I might have mentioned my affinity for puzzles. When I was younger, I’d frequently read Clue books as well as Encyclopedia Brown and try to solve them for fun. After a strong recommendation from a friend and seeing it crop up on various gaming sites that I go to, I decided to give Professor Layton and the Curious Village a try. The game is for the DS and it’s been around for a while in Japan. But it came out recently for the US players.

Here’s a quick trailer:

I’m hooked!

Anyway, the game has a TON of brain teasers and other problems to solve. There’s a lot of riddles. If you catch me in the BA chatroom, you can often hear my cries of agony and frustration and whoops of joy when I finally solve it after staring at the problem for an hour. The puzzles vary in difficulty.

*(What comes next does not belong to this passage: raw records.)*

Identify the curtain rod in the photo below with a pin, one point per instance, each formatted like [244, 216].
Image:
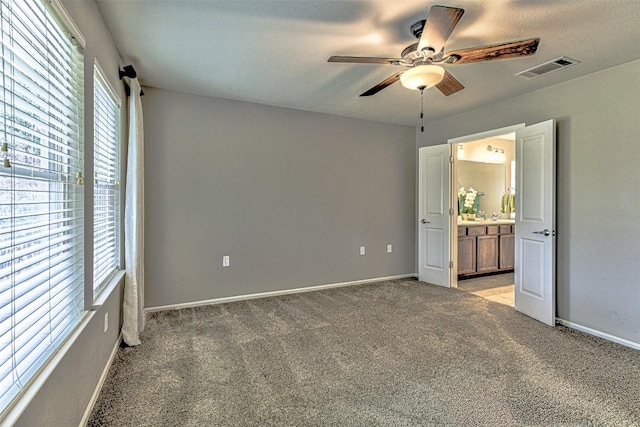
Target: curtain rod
[130, 72]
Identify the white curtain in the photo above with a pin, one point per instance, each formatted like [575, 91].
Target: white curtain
[133, 315]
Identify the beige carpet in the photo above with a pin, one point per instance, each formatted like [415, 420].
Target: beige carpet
[399, 353]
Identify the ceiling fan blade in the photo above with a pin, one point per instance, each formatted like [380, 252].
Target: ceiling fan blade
[496, 51]
[439, 24]
[386, 82]
[364, 60]
[449, 84]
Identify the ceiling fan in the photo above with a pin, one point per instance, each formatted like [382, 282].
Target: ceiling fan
[423, 59]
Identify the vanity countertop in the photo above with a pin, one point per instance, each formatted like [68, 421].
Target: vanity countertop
[487, 222]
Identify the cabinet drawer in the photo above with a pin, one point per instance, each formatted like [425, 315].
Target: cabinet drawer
[493, 229]
[505, 229]
[476, 231]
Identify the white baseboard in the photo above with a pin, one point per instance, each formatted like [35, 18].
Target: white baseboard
[272, 293]
[599, 334]
[96, 392]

9 out of 10 Matt’s would recommend this game for ANY gamer. The 1 Matt is too busy playing to give his recommendation.


Here’s a few straight out of the game:

1: Fifteen people are trapped aboard a ship that’s going to sink in exactly 20 minutes. Their only chance for survival is the five person life raft stowed on their vessel. To make matters worse, the waters around the ship are teeming with man-eating sharks, so swimming to safety is out of the question.

A round trip to the nearest island and back to the boat takes nine minutes on the raft. How many people will live to see dry land?

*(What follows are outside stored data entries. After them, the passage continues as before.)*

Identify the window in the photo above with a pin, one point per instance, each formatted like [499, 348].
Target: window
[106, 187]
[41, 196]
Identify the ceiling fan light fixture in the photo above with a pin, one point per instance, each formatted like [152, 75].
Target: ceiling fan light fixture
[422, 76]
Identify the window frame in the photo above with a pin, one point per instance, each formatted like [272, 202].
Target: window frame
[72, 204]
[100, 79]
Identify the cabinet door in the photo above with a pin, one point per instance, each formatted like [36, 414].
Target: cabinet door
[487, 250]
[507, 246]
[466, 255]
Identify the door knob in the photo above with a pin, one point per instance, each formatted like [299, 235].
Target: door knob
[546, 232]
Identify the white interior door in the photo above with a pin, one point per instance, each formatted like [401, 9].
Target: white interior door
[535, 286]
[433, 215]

2: Five suspects are called into police headquarters for questioning and give the following statements.

A) One of the five of us is lying
B) Two of the five of us are lying
C) I know these guys and three of the five are lying
D) Out of the five, only four of us are lying
E) All five of us are liars!

The police want to release those that are telling the truth. How many people should they let go?

3: Imagine a digital clock. How many times will the clock display three or more of the same number in a row over the course of one day? Keep in mind, this digital clock is on a 12 hour scale that only shows hours and minutes.


(Highlight below)

1: 13 people. 5 go to the island, 1 brings the boat back. He takes on another 4 people to the island and comes back. That’s enough time to get an additional 4 more people. 5 + 4  + 4.

2: 1 person. Everyone is accusing a different number of people. It has to be one suspect assuming anyone is telling the truth. It would appear that suspect D gets to walk.

3: 34. 01:11, 02:22, 03:33, 04:44, 05:55, 11:11, 12:22, 10:00, 11:10, 11:12, 11:13, 11:14, 11:15, 11:16, 11:17, 11:18, 11:19. This is only for the first 12 hours. Multiply that amount by 2 (17 x 2 = 34).